Altman emphasized that OpenAI’s agreement with the DoW is built upon key safety principles, including prohibitions on domestic mass surveillance and ensuring human responsibility for the utilize of force, particularly in autonomous weapon systems [1]. He stated that the DoW agrees with these principles and has incorporated them into the agreement, along with technical safeguards to ensure proper model behavior [1]. Altman has called on the DoW to extend these terms to all AI companies [1].

Trump Administration’s Actions Against Anthropic

The White House has directed all federal agencies to halt the use of Anthropic’s technology, with a six-month phase-out period [1]. President Trump expressed his disapproval of Anthropic in a post on Truth Social [1]. The conflict arose from Anthropic’s objections to the DoW’s potential use of its Claude model for autonomous weapons and domestic surveillance.
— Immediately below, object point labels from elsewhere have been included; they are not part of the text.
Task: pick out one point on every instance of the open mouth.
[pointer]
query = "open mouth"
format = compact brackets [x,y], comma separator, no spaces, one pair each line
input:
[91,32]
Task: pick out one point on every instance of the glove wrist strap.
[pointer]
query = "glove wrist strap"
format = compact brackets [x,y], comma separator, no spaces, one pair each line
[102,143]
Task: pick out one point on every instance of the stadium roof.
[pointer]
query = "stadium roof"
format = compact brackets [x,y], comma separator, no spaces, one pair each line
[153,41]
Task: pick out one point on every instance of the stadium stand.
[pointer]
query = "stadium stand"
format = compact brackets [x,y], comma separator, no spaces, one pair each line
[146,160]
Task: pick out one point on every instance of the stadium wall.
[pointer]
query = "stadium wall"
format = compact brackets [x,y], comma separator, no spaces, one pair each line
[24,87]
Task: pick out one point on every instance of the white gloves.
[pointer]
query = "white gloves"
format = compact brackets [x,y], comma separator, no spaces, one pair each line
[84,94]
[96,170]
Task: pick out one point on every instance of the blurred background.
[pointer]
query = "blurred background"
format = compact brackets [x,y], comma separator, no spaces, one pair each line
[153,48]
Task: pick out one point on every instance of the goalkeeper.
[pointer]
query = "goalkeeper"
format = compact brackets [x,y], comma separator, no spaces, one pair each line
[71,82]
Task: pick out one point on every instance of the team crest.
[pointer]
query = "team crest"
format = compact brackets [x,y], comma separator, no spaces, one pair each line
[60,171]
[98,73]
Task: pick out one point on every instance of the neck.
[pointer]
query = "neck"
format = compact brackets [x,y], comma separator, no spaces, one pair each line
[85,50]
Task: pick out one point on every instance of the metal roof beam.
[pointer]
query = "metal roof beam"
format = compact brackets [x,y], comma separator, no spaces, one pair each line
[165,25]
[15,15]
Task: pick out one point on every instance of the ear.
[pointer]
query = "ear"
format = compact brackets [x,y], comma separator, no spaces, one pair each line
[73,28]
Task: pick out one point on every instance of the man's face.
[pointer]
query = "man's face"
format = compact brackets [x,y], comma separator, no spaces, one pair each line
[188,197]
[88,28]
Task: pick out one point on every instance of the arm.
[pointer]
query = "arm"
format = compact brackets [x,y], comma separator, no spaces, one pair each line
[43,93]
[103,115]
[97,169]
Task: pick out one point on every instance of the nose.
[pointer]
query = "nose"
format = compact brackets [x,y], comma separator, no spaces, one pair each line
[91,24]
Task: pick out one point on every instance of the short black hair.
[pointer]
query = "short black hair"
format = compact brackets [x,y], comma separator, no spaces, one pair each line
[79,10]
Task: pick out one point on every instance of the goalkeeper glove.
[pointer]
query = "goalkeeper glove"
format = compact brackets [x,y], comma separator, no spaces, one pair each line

The Pentagon has subsequently designated Anthropic as a supply-chain risk, a designation the company contests as illegal [2].

OpenAI’s Recent Funding

Concurrent with the Pentagon agreement, OpenAI announced a $110 million funding round led by Amazon, Nvidia, and Softbank [1]. Nvidia and Softbank each contributed $30 billion, whereas Amazon committed an initial $15 billion, with the potential for an additional $35 billion upon meeting certain conditions [1]. These conditions may include OpenAI going public or achieving artificial general intelligence (AGI) [1].

Addressing Concerns and Safeguards

Sam Altman acknowledged that the deal with the Department of Defense was “definitely rushed” and that “the optics don’t look good” [2]. OpenAI has outlined its safeguards, stating its models cannot be used for mass domestic surveillance, autonomous weapon systems, or “high-stakes automated decisions” [2]. The company differentiates itself from other AI firms by maintaining “full discretion over its safety stack,” deploying via cloud, utilizing cleared personnel, and implementing strong contractual protections [2].